Celles-ci constituent une barrière presque insurmontable pour l’émergence des projets de télémédecine. En effet, il faudrait pouvoir payer une infrastructure coûteuse (développement des plateformes sur des environnements sécurisés et hébergement agréés pour les données de santé) et des professionnels de santé qui répondent aux appels.  Que faire ? Attendre les résultats des votes du projet de loi de financement de la sécurité sociale et également l’issue des négociations entre les différents acteurs pour une prise en charge généralisée des téléconsultations.
Tous les acteurs de l’e-santé espèrent donc que ces négociations soient rapides et débouchent vers un remboursement des actes en ligne courant 2018 !
L’obligation qui est faite aux projets émergents de ne pas laisser de reste à charge pour le patient rend la compréhension de leur offre difficile.  À moins d’avoir passé des conventions de prise en charge avec des tiers payeurs (mutuelles, employeurs) pour pouvoir envoyer une ordonnance, ils ne peuvent proposer que des services de téléconseil. Les acteurs de la télémédecine reçoivent des demandes de patients qui ne comprennent pas les raisons de ces blocages et voudraient pouvoir parler à un médecin dans un délai très court et recevoir une ordonnance quand c’est nécessaire. Une demande simple à laquelle il est apporté une réponse incomplète et souvent incomprise.

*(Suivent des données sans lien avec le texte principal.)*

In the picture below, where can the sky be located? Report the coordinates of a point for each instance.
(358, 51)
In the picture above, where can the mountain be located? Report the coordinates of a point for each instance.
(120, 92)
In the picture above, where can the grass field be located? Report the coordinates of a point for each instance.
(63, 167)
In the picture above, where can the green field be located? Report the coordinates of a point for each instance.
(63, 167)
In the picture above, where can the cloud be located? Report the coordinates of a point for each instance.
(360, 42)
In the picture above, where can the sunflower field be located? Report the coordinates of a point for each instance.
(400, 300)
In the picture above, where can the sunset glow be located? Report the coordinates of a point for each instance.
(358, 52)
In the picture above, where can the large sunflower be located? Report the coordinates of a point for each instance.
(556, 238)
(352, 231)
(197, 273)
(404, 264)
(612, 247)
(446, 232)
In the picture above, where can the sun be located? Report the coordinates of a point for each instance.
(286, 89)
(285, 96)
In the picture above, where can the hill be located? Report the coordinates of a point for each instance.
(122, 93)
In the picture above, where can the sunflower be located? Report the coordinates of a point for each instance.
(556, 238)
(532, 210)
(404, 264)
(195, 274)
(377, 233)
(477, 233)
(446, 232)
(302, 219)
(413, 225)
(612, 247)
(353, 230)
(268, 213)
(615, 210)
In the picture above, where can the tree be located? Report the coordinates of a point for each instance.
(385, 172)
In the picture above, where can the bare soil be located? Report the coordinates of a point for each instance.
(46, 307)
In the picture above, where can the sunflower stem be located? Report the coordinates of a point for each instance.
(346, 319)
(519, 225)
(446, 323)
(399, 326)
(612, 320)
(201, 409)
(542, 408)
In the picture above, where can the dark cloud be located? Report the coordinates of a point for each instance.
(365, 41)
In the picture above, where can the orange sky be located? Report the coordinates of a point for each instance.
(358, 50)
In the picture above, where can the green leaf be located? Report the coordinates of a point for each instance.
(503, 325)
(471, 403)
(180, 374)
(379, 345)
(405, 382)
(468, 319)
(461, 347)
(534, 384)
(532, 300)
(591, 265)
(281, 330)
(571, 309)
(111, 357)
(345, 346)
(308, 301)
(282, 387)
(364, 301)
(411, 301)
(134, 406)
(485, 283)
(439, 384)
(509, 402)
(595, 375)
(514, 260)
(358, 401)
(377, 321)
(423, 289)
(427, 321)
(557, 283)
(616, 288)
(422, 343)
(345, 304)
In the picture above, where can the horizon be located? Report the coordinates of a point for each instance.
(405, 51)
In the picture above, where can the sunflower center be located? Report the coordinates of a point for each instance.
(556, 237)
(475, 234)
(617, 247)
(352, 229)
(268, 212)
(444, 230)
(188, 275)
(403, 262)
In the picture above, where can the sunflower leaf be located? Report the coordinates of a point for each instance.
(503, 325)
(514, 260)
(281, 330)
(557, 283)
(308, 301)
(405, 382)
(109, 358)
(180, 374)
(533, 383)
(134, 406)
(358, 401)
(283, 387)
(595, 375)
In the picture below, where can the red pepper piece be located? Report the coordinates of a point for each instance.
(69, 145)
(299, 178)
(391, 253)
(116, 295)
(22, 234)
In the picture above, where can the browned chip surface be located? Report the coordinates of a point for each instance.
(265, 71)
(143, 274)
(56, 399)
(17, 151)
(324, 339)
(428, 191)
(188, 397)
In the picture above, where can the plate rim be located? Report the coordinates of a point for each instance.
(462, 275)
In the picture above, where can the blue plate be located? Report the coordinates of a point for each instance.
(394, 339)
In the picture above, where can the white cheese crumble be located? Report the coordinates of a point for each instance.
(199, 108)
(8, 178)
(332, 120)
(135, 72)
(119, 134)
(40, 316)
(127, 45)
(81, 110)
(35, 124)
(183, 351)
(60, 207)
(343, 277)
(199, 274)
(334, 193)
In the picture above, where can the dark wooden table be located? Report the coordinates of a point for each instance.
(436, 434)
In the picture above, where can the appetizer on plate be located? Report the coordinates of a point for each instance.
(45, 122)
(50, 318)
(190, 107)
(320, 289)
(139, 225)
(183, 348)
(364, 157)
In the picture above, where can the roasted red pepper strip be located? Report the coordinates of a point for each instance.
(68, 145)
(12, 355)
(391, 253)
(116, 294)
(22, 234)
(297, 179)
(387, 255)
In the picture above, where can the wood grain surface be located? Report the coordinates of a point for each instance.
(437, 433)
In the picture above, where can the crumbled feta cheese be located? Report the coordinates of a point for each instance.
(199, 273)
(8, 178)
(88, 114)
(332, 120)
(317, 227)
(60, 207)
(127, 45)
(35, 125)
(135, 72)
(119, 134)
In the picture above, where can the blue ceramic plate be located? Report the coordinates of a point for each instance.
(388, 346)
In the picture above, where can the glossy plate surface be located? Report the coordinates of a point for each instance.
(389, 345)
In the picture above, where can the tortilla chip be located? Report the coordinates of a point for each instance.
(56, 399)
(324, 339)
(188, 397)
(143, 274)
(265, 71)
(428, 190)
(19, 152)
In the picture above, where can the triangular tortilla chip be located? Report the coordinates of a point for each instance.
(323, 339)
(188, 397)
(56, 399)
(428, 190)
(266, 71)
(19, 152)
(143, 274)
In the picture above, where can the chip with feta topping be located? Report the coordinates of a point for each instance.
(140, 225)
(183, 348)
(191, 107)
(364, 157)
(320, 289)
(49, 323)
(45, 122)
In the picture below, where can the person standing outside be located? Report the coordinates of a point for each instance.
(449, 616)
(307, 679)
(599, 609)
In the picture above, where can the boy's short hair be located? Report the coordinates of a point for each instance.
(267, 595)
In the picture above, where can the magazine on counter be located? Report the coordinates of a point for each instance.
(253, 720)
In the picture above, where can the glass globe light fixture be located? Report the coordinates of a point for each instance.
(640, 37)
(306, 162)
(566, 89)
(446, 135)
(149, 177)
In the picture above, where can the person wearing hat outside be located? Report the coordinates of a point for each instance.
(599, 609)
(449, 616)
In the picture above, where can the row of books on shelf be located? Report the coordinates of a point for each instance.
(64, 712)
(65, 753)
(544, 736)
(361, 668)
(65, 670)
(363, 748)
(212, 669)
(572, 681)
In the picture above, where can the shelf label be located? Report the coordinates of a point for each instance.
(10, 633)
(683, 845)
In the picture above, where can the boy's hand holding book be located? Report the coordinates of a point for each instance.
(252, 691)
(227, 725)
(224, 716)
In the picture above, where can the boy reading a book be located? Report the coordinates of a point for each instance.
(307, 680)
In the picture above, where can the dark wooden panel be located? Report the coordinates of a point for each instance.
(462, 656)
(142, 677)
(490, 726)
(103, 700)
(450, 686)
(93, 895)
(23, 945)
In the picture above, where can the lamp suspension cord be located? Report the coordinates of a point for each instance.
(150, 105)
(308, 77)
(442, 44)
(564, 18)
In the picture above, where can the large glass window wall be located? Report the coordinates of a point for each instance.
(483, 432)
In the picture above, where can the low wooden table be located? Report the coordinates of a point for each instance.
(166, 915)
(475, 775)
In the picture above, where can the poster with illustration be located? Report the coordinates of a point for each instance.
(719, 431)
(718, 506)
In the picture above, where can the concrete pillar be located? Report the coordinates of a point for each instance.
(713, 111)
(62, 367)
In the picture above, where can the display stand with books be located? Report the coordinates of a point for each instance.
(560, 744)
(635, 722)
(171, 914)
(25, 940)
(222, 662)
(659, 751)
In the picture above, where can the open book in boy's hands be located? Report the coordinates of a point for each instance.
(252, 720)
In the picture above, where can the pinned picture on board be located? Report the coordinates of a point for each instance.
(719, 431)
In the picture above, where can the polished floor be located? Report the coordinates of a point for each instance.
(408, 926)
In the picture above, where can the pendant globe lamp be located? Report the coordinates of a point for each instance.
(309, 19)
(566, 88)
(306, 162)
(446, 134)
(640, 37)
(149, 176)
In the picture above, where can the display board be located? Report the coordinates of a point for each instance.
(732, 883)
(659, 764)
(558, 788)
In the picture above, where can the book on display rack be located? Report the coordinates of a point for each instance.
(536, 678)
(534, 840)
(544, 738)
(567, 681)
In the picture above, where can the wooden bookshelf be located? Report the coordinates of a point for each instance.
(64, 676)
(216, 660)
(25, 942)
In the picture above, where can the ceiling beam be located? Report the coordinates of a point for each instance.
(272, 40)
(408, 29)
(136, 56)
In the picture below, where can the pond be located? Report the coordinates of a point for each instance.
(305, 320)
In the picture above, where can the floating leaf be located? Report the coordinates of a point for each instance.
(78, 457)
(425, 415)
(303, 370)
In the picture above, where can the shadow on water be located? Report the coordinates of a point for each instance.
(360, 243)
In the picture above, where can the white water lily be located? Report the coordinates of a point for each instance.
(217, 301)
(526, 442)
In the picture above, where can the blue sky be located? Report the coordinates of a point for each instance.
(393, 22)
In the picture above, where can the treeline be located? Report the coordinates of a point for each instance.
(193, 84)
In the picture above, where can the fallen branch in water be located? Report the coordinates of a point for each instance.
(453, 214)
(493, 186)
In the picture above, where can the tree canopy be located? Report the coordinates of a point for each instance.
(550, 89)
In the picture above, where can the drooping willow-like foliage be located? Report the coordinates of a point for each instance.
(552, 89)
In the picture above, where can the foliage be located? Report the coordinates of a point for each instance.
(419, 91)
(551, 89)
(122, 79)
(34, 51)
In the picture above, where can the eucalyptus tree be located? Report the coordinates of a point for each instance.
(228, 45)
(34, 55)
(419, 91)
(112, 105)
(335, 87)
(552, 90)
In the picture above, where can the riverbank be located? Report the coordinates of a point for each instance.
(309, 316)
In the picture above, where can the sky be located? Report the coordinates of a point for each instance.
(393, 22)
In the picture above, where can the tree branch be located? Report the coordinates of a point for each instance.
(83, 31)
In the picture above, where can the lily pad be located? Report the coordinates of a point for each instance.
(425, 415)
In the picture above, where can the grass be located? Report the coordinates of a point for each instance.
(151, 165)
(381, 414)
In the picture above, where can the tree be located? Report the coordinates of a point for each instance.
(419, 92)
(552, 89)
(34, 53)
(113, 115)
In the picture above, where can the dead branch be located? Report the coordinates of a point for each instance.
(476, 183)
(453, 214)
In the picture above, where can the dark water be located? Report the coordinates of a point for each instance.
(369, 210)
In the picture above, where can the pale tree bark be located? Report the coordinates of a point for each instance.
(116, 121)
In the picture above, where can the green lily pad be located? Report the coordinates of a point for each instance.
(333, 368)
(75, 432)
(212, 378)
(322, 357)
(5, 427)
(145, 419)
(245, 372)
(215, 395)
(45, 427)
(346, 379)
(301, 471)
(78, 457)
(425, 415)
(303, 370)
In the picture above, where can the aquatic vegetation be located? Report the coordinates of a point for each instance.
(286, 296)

Frein n°4 : des professionnels qui ne sont pas prêts ?

La transformation digitale de la médecine se développe rapidement à l’étranger mais peine à s’étendre en France.
Les professionnels de santé voient depuis longtemps émerger ces pratiques digitales mais ils n’arrivent pas à se projeter dans une pratique de la médecine à distance. S’ils doutent parfois de leur capacité à exercer leur art sans examen clinique, ils voient bien l’intérêt de la téléconsultation dans certains cas précis. En mettant à leur disposition des outils et des formations adaptées, et en prenant en charge le financement de ces actes, les médecins pourraient adhérer de plus en plus rapidement à la télémédecine.
Afin que la télémédecine puisse faire l’objet d’un déploiement réel en France, il faudrait traduire en actes les projets en cours qui répondent aux problématiques d’accès aux soins de premier recours en facilitant la téléconsultation.  Il en ressort donc deux urgences : mettre en place un cadre réglementaire unique, applicable à tous, et rembourser les téléconsultations en dehors des cadres expérimentaux actuels.